StudySmarter Expert Advice🤫

We think this is how you could land Senior Data Analytics & AI Assurance Lead in London

Get Involved in Data Science Meetups

Tap into local data science meetups or workshops to connect with fellow enthusiasts and professionals. These events are goldmines for networking, and sometimes even lead directly to job openings at companies like hackajob!

Show Off Your Projects

Start building a public portfolio showcasing your data science projects on platforms like GitHub or personal websites. Highlight unique analyses or models you've developed. This not only demonstrates your skills but also gets your name out there for roles like Senior Data Analytics & AI Assurance Lead at hackajob.

Leverage Professional Networks

Join professional bodies related to data science, like the Data Science Society or similar organisations.
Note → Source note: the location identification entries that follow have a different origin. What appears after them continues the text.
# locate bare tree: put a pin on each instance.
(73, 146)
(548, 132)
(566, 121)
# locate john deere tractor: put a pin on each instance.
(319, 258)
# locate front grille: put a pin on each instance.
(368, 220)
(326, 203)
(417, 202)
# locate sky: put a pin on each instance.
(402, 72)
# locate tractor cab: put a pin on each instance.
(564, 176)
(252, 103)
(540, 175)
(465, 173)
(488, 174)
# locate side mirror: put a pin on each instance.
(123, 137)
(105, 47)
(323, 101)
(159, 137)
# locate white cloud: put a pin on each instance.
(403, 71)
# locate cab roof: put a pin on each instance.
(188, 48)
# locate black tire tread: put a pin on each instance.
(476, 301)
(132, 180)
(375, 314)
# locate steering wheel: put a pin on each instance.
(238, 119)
Getting involved can lead to mentorship opportunities and insider knowledge about full-time positions at companies like hackajob.

Apply Directly through Our Website

When you find a suitable opening like Senior Data Analytics & AI Assurance Lead at hackajob, make sure to apply directly through our website. It gives you an edge and shows you're keen to join our team. Plus, who doesn’t love a direct application? It’s easier than navigating through job boards!

We think you need these skills to ace Senior Data Analytics & AI Assurance Lead in London

Data Analytics
AI Assurance
Risk Management
Controls and Audit
Client Relationship Management
Python
SQL

Some tips for your application 🫡

Show Off Your Projects:In the world of data science, your projects can speak volumes about your skills. Make sure to showcase a few key projects in your CV or portfolio, especially those that highlight your ability to work with data sets, build models, or use relevant tools like Python, R, or SQL. Don’t forget to include links to any GitHub repositories if applicable!

Quantify Your Achievements:Employers love numbers! When drafting your CV, highlight your achievements with quantifiable results. For instance, mention how your data analysis led to a certain percentage increase in efficiency or revenue at a previous job or project. These details can really make your application pop!

Craft a Tailored Cover Letter:For a full-time role at hackajob, your cover letter should reflect your passion for data science and your excitement about the specific projects or values of the company. Dive into why you’re a good fit, how your skills align with their needs, and any unique perspectives you can bring to the team.

Stand Out with Relevant Courses and Certifications:Although experience talks, relevant courses or certifications can be your ticket to impressing hiring managers at hackajob. Mention any standout courses you've completed that equipped you with essential skills, such as machine learning certifications or data visualisation courses. This shows your commitment to continuously developing your skills in the field!

How to prepare for a job interview at hackajob

Brush Up on Your Statistics

For a data science role, we need to seriously sharpen our statistics skills. Get ready to tackle technical questions on probability distributions, hypothesis testing, and regression analysis. These are often the bread and butter of data science interviews, so don't just skim over them!

Showcase Your Projects

Prepare a killer portfolio showcasing your data science projects. We should include details about the datasets used, the tools and techniques applied, and the impact of your findings. If we can walk them through a particularly challenging project or a cool visualisation that had real-world implications, it’ll really make us stand out!

Get Comfortable with Python and R

Most data science positions require us to be proficient in programming languages like Python and R. We should practice common libraries like pandas, NumPy, and scikit-learn, and be ready for live coding exercises or algorithm questions. Showing off our coding chops can really impress the interviewers at hackajob!

Prepare for Case Studies

Expect to encounter real-world case studies during the interview. We might be asked how we’d approach a data problem or analyse a dataset to extract insights. It's essential to think out loud and demonstrate our problem-solving process so that the interviewer can see our logical thinking in action.